Über die Arbeitsrechte hinaus betont er insbesondere das Recht auf einen angemessenen Lebensstandard, Bildung und soziale Sicherheit. Er verweist außerdem ausdrücklich darauf, dass Unternehmen Verstöße gegen grundlegende Menschenrechte in einigen Geschäftsbereichen nicht durch gute Taten in anderen Geschäftsbereichen kompensieren können. Ein zentraler Begriff in der Argumentation von Ruggie ist die Sorgfaltspflicht („due diligence“): Er verlangt, dass Unternehmen in ihrer täglichen Geschäftspraxis sicherstellen, dass sie in allen Geschäftsabläufen nationale Gesetze und grundsätzliche Menschenrechte einhalten. Opfern von Menschenrechtsverletzungen soll der Zugang zu Rechtsmitteln und Wiedergutmachung erleichtert werden (UN 2008, 2009, 2010, 2011).
Um herauszufinden, wer im Kakaosektor Verantwortung für Missstände übernehmen sollte, muss mehr über die Wertschöpfungskette der Schokolade bekannt sein. Diese führt von den Bauern über die Verarbeiter des Kakaos, die Hersteller der Schokoladenprodukte und die Supermärkte bis hin zu den Konsumentinnen und Konsumenten der Schokolade. Bei der Analyse zeigt sich, dass in den verschiedenen Produktionsstufen der Schokolade unterschiedliche Instanzen für die Behebung mitverantwortlich sind.

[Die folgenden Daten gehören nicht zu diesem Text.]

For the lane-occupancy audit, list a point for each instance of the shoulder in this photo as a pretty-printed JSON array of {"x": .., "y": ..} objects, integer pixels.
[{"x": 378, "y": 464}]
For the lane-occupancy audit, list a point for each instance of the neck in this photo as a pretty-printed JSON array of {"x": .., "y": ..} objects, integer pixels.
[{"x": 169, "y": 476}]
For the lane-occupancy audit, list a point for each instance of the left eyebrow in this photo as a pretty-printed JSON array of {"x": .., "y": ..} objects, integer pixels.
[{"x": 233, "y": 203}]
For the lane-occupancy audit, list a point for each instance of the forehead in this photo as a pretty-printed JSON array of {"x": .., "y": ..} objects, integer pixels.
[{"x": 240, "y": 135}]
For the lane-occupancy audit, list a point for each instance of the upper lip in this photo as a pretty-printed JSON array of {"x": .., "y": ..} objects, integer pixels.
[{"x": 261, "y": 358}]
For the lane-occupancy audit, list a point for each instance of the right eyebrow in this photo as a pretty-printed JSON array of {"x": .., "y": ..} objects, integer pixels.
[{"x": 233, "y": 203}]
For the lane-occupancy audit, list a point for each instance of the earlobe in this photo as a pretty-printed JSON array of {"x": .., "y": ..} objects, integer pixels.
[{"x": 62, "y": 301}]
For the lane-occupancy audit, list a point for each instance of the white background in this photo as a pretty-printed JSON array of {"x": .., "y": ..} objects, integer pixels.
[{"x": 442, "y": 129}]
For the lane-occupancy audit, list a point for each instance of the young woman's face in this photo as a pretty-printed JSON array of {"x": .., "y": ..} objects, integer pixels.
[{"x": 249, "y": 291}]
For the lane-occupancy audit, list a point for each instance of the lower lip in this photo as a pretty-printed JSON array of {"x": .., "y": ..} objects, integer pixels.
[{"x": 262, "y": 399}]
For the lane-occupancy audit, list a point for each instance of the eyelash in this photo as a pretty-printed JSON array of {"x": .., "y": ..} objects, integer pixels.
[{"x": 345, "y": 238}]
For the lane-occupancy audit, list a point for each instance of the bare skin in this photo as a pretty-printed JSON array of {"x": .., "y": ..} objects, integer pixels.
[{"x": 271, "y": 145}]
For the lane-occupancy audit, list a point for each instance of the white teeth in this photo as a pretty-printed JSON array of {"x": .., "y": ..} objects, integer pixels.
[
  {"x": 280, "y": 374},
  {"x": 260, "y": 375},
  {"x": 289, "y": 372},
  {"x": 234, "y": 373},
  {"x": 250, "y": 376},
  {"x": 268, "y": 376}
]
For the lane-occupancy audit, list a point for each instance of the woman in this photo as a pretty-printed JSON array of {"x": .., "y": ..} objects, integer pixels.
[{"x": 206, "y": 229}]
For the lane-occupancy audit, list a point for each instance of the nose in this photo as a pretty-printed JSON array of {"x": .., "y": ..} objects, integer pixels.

Letztendlich werden alle Beteiligten der Wertschöpfungskette zusammenarbeiten müssen, um die Situation der Bauern zu verbessern. Aufgrund ihrer Machtpositionen kommt allerdings den Unternehmen in den Verbraucherländern eine große Verantwortung zu. Dies gilt insbesondere für die in Deutschland operierenden Anbieter, die den weltweit zweitgrößten Schokoladenmarkt versorgen und darüber hinaus noch große Mengen ihrer Erzeugnisse exportieren.
Deutschlands Rolle auf dem Weltmarkt
Die Produktion von Schokolade und Schokoladewaren hat sich in Deutschland zwischen 1975 und 2010 mehr als verdreifacht (BDSI 2011). Die Bundesrepublik ist nach den USA der zweitwichtigste Importeur von Kakao und gehört sowohl beim Verbrauch von reinem Kakao als auch beim Verzehr von kakaohaltigen Süßigkeiten weltweit zu den Spitzenreitern. Der Pro-Kopf-Verbrauch von Kakao liegt mit 3,8 kg pro Jahr deutlich über dem Durchschnitt Europas (2,1 kg), der Verbrauch von Schokoladenwaren und anderen kakaohaltigen Lebensmitteln liegt bei 11,5 kg. Berücksichtigt man die Importe von bereits vorverarbeiteten Kakaoprodukten, lagen die Gesamtimporte der Bundesrepublik umgerechnet in Kakaobohnen im Jahr 2010 bei 452.000 t, was 12,4 % des Weltmarktes ausmacht (Tabelle 4)…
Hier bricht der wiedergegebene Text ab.